26
Ich war in der Tiefschlafphase, aus der mich eigentlich nichts hätte wecken können - und doch musste mein Gehirn etwas registriert haben. Mein Herz hämmerte in der Brust, als ich nach dem Hörer tastete; mein Kopf fühlte sich an wie Watte. Ich muss wohl »Hallo!« gesagt haben, denn sie fing an zu sprechen, obwohl ich die Worte noch nicht einordnen konnte. Als ich »Lieutenant« hörte, wurde ich hellhörig. Die Uhr auf dem Nachttisch zeigte drei Uhr fünfzehn.

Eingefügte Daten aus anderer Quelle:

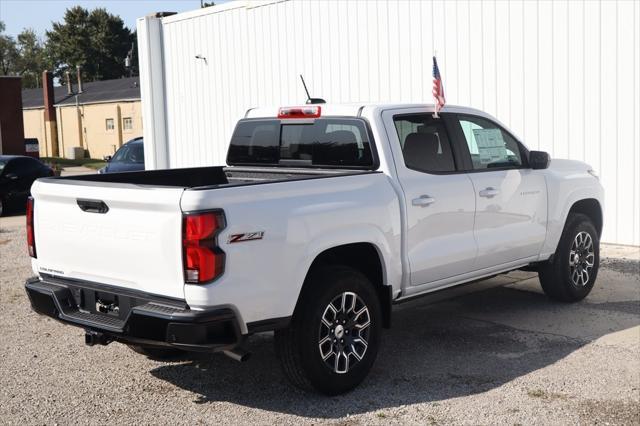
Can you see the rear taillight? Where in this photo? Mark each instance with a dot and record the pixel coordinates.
(203, 259)
(31, 237)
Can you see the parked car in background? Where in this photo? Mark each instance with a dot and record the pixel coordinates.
(129, 158)
(17, 173)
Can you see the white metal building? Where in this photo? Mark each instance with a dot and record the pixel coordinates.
(563, 75)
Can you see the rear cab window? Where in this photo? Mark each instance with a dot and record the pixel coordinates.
(489, 146)
(323, 142)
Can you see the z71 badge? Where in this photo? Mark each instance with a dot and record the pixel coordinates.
(248, 236)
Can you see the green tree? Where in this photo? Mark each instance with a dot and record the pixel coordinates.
(97, 40)
(8, 52)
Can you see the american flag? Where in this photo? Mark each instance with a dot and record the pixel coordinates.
(438, 89)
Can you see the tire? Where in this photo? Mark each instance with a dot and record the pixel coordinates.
(347, 360)
(572, 272)
(157, 353)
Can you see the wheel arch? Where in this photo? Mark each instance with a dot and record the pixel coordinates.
(364, 257)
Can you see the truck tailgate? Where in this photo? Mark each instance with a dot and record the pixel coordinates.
(135, 244)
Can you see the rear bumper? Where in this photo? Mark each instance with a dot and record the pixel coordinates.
(134, 317)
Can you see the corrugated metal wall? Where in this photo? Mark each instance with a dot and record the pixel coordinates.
(564, 75)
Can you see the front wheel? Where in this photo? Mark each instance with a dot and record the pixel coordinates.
(334, 336)
(570, 276)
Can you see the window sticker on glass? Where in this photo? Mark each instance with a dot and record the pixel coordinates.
(491, 146)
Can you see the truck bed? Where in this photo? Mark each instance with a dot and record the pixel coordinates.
(208, 177)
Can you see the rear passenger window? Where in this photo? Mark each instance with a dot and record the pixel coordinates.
(490, 146)
(425, 144)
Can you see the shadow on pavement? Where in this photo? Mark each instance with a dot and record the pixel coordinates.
(432, 352)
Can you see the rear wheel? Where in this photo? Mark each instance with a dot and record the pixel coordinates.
(157, 353)
(570, 276)
(334, 336)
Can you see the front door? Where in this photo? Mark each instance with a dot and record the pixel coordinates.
(438, 197)
(511, 198)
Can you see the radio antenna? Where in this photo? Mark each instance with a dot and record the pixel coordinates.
(310, 100)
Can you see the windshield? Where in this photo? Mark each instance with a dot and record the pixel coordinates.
(325, 142)
(130, 153)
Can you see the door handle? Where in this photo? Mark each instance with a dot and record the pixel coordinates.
(423, 201)
(489, 192)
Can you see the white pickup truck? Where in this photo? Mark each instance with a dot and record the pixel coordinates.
(326, 216)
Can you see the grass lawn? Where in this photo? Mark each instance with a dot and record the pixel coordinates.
(91, 163)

»Ich weiß, wer Sie sind«, sagte ich. »Ist mit Ihrem Mann alles in Ordnung?«
»Ja«, antwortete sie, »und es tut mir wirklich Leid, Sie mitten in der Nacht zu wecken, aber ich war gerade bei Ihrem Freund. Es geht ihm nicht gut. Ich dachte, das würde Sie interessieren.«
»Mein Freund?« Das ließ mich stutzen. Ich war noch nicht ganz wach und redete abgehackt und undeutlich. »Ich habe keinen Freund. Von wem sprechen Sie?«
»Vielleicht habe ich mich nicht klar ausgedrückt«, erklärte sie, »aber ich bin nicht in Los Angeles, Terry. Der Lieutenant und ich sind in New York.«
New York.
Okay.
Zumindest wusste ich nun, von wem sie sprach. Sie war vorsichtig genug, keine Namen zu nennen. Ich hörte öfter ein merkwürdiges Klicken in meiner Leitung. Kein Wunder, wenn man bedachte, wer der Vater meines Sohnes war. »Hat...«, es gelang mir nicht richtig, Luft zu holen, »hat der Lieutenant irgendwelche Schwierigkeiten mit ihm?«
»Nein, überhaupt nicht.« »Sicher?«
»Ganz sicher. Ich rufe Sie nur wegen Ihres Freundes an. Es geht ihm wirklich nicht gut.«
Wieder beschleunigte sich mein Puls. Zuerst machte ich mir Sorgen um Christophers Zustand. Doch dieser Gedanke ging einher mit der Frage, was mit mir und meinem Sohn passieren würde, wenn er nicht mehr in der Lage wäre, uns zu unterstützen. Nicht sehr nobel, aber mein Überlebensinstinkt war sehr ausgeprägt. Ich musste ein Kind versorgen, und ich hatte noch zwei Jahre Ausbildung vor mir. Niemand würde mir Kredit geben, und auf meinem Sparkonto herrschte Ebbe. Mein Wohlergehen hing von seinem ab.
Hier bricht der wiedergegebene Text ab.